Value in Consciousness: How Is It Phenomenologically Realized?
DOI:
https://doi.org/10.21146/0042-8744-2025-4-94-103Keywords:
emotions as a stream, intentional-objective act, sign of value, non-cognitivenessAbstract
The article denotes the understanding of value as an emotion with a positive/negative sign. This understanding is grounded by the understanding of emotion as a non-cognitive stream of senses and, using the phenomenology of Edmund Husserl, it rejects the basic understanding of value and emotion as cognitive. The cognitive understanding as supposing intentional-objective structure of consciousness does not demonstrate the specificity of value; in specifying intentional-objective structure of value cognitive understanding creates cognitive-emotional mixtures with an unclear mechanism – how valuable apperception, delight and emotion would produce value and understand it, involve it in value and demonstrate it. A possibility of non-emotional understanding of value is also unclear – how apperception would be valuable and would replace active delight and how delight or emotion would be in principle suppressed.

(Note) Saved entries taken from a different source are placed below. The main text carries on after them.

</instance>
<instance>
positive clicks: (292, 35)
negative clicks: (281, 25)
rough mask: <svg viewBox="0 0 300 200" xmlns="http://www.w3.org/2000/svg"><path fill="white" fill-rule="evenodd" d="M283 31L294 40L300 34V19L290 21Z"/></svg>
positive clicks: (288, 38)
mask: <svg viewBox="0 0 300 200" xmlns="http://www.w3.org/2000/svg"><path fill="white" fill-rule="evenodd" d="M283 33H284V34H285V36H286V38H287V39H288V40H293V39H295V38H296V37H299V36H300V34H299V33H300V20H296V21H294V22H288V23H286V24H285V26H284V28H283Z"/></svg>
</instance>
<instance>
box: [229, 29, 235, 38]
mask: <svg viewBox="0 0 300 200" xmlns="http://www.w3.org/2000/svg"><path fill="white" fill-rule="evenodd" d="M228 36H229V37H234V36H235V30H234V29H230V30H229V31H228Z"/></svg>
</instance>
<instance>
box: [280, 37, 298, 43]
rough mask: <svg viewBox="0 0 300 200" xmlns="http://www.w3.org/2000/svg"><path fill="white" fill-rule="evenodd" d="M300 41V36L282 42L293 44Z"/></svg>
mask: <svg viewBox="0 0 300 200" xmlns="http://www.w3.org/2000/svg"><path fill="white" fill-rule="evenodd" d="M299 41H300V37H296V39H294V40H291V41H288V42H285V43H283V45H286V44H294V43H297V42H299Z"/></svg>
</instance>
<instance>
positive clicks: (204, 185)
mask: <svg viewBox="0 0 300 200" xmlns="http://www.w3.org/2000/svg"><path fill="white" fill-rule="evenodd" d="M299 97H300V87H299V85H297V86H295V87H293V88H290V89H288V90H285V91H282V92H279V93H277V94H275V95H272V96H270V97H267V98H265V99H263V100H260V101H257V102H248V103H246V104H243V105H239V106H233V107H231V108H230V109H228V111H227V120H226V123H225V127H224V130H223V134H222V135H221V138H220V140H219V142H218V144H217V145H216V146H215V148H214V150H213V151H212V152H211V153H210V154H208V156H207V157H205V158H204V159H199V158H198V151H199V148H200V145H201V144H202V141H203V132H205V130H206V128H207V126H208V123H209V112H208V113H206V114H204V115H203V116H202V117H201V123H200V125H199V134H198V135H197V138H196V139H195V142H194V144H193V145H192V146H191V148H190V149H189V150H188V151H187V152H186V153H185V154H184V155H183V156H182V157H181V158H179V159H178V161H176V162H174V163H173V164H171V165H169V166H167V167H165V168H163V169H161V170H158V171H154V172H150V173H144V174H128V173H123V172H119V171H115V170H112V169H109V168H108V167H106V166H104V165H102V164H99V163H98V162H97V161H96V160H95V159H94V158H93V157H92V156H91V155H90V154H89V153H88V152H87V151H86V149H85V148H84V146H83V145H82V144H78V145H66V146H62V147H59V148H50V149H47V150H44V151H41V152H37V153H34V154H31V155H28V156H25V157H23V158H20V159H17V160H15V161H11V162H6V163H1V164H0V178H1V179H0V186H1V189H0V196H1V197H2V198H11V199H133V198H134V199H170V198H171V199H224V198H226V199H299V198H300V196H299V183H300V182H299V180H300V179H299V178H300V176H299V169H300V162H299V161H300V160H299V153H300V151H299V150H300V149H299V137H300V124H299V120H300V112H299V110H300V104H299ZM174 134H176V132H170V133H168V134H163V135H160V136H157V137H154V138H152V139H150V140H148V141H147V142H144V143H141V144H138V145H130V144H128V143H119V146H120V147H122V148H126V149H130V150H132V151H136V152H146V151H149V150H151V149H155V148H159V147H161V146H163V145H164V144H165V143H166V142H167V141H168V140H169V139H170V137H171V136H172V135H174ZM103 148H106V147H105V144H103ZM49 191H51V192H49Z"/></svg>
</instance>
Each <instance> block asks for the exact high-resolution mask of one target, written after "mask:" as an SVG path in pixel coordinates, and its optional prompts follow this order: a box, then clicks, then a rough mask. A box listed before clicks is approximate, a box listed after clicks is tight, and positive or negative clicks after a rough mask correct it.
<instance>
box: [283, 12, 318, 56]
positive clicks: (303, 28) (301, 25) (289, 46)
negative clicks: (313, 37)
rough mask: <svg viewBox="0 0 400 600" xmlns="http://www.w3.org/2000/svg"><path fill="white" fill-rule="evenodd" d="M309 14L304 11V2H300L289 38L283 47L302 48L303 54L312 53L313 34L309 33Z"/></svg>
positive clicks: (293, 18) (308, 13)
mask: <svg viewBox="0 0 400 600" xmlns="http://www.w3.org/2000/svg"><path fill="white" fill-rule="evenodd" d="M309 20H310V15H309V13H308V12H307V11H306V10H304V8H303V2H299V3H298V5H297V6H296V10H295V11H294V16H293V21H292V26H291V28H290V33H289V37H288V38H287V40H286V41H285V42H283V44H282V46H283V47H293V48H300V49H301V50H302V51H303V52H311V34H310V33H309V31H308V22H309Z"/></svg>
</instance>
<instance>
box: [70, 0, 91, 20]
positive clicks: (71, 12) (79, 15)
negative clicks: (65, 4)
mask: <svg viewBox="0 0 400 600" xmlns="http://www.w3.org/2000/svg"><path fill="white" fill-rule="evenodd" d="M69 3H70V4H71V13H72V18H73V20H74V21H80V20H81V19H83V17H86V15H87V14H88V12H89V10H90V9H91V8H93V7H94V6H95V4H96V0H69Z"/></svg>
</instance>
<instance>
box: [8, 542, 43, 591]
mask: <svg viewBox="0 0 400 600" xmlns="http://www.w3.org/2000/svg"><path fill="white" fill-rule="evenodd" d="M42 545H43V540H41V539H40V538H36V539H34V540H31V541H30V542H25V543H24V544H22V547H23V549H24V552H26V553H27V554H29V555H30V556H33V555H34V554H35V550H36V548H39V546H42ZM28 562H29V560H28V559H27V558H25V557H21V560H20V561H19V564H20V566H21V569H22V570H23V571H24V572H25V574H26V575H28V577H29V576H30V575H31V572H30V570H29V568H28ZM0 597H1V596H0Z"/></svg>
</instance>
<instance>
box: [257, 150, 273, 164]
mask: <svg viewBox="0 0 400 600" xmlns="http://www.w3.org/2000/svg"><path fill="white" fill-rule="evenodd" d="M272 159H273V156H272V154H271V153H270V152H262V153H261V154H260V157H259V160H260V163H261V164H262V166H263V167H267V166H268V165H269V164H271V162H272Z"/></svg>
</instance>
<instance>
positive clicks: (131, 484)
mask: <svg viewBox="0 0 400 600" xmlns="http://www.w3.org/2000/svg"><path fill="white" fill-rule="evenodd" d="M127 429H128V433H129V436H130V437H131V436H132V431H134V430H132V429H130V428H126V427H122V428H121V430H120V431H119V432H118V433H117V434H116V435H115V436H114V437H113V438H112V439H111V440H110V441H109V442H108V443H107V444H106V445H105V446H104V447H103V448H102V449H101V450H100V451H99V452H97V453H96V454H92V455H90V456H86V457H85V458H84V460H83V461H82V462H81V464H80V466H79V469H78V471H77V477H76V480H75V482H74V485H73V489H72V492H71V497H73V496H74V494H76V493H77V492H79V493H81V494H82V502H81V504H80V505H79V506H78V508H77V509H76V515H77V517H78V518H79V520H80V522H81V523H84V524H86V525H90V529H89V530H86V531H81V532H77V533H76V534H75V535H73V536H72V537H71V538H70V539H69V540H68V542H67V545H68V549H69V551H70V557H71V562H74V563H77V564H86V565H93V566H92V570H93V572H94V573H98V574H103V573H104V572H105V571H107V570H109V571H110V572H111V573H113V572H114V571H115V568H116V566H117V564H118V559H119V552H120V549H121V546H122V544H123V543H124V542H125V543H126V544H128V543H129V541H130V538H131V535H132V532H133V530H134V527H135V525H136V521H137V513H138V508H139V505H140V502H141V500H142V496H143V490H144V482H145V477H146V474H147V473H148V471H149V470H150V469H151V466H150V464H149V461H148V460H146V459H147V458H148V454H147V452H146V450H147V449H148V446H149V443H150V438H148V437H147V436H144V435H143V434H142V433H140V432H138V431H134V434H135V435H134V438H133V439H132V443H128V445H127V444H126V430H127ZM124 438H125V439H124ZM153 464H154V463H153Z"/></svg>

Our understanding, on the contrary, does not suppose any intentional-objective structure of value, preliminary preventing the denoted uncertainty. An emotional stream is realized in spontaneous trials of senses as not forming a basis for acts, but pressing them to senses as they come in emotion. On this basis the gradual and positive/negative differences of value, its coincidence with estimation and its general specificitare understandable (unconnected with the content of its material).